Search Engine Optimisation: The Soon to be Impossible Dream!
There are today search engine and internet marketing services, in fact a new industry has materialised to exploit the fear of low search rankings.
This is not a new trend, back when simply resubmitting your website to the engines resulted in keeping your site at the top of the index, there was an accompanying boom in resubmitting "companies", as we know, these were just men in back bedrooms with a host of CGI and Perl submitting scripts and a timetable.
Search Engine optimisation or "SEO", is the latest incarnation of this bedroom profiteering, the important difference is that now the webmaster's are not just passively involved but are being forced to adopt totally artificial and unsocial practices that ultimately serve only to help damage the Internet!
SEO is supposedly the methodology and processes related to designing search engine "friendly" web content, the basic premise is something like "If I follow all the engines formatting and connectivity criteria, then my website will rank higher then a comparable website that does not".
All other things being equal, this seems quite positive given that the quality of a search engines database (index) directly effects its output; then webmaster's optimising their content so that search engines can correctly categorise the internet should logically improve the speed and quality of "the crawl".

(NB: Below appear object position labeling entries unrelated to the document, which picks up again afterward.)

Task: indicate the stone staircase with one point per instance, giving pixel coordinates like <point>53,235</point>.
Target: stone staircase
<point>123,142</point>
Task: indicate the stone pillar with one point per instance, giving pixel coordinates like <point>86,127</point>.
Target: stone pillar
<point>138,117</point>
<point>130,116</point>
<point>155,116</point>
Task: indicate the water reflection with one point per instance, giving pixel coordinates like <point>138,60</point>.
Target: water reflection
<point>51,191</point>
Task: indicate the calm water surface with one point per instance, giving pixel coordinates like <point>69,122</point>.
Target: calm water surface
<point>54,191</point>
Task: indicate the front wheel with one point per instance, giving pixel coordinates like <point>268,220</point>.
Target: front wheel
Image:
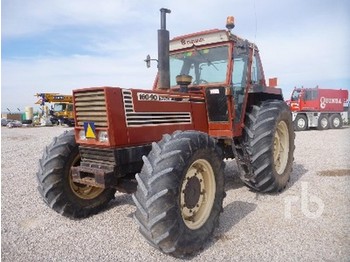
<point>336,121</point>
<point>56,185</point>
<point>180,192</point>
<point>268,146</point>
<point>300,123</point>
<point>323,122</point>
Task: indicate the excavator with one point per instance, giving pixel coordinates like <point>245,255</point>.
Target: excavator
<point>61,112</point>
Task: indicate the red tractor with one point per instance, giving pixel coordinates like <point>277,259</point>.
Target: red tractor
<point>167,146</point>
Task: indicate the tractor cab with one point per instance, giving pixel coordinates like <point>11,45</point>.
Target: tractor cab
<point>224,68</point>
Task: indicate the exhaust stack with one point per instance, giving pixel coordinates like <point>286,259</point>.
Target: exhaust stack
<point>163,52</point>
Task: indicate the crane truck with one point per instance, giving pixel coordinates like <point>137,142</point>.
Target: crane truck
<point>62,110</point>
<point>318,107</point>
<point>167,145</point>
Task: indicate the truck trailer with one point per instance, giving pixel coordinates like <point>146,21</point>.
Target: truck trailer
<point>318,107</point>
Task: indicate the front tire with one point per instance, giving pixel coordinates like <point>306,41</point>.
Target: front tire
<point>323,122</point>
<point>336,121</point>
<point>300,123</point>
<point>180,192</point>
<point>56,186</point>
<point>268,142</point>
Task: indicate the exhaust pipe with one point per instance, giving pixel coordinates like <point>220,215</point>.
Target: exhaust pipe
<point>163,52</point>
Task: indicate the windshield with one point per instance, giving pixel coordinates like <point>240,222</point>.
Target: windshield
<point>206,65</point>
<point>295,95</point>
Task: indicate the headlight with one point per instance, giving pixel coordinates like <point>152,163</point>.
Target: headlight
<point>82,135</point>
<point>103,136</point>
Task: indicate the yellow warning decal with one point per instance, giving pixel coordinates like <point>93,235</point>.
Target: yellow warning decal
<point>89,128</point>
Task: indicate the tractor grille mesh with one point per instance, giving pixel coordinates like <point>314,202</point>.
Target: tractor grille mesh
<point>91,107</point>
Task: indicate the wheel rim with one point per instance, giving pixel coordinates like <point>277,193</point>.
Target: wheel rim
<point>336,122</point>
<point>281,147</point>
<point>80,190</point>
<point>197,194</point>
<point>324,122</point>
<point>301,123</point>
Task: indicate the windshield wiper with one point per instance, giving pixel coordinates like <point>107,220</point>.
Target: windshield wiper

SEO then, logically, should be good for the search providers, being able to maintain an efficient index, this should use less raw processing power, require less equipment and thus less energy; this must also be good for the users, being able to quickly and intuitively find what they want from a reliable source. Sounds reasonable right?

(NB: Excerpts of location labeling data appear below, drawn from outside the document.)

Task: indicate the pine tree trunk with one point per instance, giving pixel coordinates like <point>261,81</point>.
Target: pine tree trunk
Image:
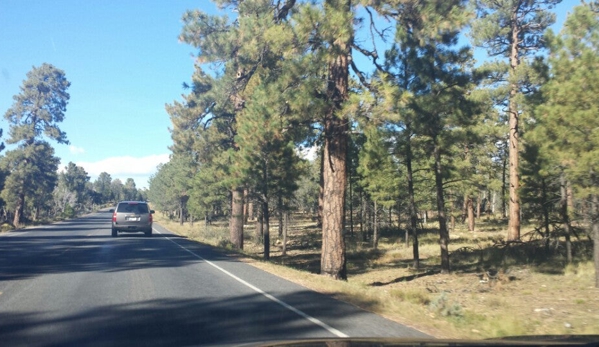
<point>181,214</point>
<point>564,214</point>
<point>285,233</point>
<point>375,234</point>
<point>504,188</point>
<point>470,213</point>
<point>332,261</point>
<point>443,232</point>
<point>514,138</point>
<point>236,220</point>
<point>266,229</point>
<point>280,208</point>
<point>246,194</point>
<point>595,231</point>
<point>362,216</point>
<point>19,210</point>
<point>321,190</point>
<point>478,205</point>
<point>413,225</point>
<point>259,227</point>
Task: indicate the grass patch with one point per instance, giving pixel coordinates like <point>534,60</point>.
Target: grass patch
<point>496,289</point>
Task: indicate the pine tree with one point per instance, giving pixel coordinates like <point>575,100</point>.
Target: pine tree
<point>568,115</point>
<point>35,115</point>
<point>513,29</point>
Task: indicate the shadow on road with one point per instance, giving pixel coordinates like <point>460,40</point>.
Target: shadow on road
<point>70,247</point>
<point>168,322</point>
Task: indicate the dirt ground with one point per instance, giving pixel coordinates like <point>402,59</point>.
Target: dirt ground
<point>486,295</point>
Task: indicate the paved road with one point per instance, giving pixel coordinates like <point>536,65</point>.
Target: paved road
<point>71,283</point>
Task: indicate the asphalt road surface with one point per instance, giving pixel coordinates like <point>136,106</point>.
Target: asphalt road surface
<point>72,284</point>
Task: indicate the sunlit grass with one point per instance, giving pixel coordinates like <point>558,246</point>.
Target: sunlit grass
<point>525,296</point>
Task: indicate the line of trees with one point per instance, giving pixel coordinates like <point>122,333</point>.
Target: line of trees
<point>31,185</point>
<point>405,120</point>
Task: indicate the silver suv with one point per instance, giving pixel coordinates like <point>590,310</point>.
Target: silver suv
<point>132,216</point>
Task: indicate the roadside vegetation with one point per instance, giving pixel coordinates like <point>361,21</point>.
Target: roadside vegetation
<point>495,289</point>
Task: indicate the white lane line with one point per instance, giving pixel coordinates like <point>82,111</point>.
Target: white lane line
<point>269,296</point>
<point>14,233</point>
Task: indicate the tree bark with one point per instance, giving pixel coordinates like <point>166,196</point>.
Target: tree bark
<point>514,138</point>
<point>413,225</point>
<point>332,261</point>
<point>266,229</point>
<point>236,220</point>
<point>470,212</point>
<point>595,231</point>
<point>564,214</point>
<point>19,209</point>
<point>443,232</point>
<point>375,234</point>
<point>285,233</point>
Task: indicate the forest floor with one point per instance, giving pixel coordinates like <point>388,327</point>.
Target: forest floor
<point>495,289</point>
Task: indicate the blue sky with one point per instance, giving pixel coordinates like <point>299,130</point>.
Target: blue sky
<point>124,62</point>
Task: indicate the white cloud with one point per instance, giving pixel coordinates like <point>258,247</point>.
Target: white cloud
<point>140,169</point>
<point>76,150</point>
<point>309,153</point>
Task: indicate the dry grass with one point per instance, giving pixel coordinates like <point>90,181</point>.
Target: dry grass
<point>526,292</point>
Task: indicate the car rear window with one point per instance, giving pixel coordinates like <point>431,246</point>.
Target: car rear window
<point>132,208</point>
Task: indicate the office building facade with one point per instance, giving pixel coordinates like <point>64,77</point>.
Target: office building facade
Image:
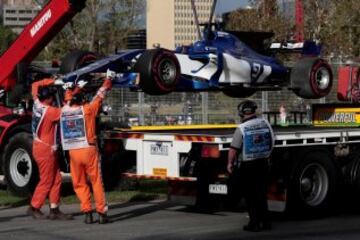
<point>171,23</point>
<point>18,13</point>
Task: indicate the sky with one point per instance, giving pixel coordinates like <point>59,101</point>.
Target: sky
<point>229,5</point>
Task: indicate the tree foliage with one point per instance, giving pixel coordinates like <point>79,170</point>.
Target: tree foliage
<point>334,23</point>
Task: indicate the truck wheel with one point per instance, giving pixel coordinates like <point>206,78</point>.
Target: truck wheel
<point>239,92</point>
<point>19,168</point>
<point>159,71</point>
<point>75,60</point>
<point>314,183</point>
<point>311,78</point>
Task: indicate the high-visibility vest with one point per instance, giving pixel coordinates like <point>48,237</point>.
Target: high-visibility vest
<point>38,114</point>
<point>72,128</point>
<point>258,139</point>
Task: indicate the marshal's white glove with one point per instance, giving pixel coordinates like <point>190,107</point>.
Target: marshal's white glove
<point>81,83</point>
<point>59,82</point>
<point>110,74</point>
<point>68,85</point>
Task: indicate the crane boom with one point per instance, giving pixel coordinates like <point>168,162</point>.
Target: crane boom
<point>299,21</point>
<point>35,36</point>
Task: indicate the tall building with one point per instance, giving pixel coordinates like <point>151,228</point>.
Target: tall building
<point>18,13</point>
<point>171,23</point>
<point>136,39</point>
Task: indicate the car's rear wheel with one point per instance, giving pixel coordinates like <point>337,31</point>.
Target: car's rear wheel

Well that's the happy version. The fact is that initially this may be true, you may gain a short term advantage, but once we have all optimised our content for analysis and (in so doing) ignored our users; We will then be back to where we started, and the search providers will just think up some even more ridiculous "laws" by which to "judge" us by, and like sheep we will all do that as well, thus the causal paradox is perpetuated and the users feel abused!
Even this is a vast oversimplification, the true nature of SEO is a lot more complicated; The heart of the problem and the real issue here is related to the search providers task, which is to strip mine the information junk yard otherwise known as the Internet, it may be full of interesting stuff but also plenty of garbage and they need to devise intelligent techniques to mine the interesting stuff!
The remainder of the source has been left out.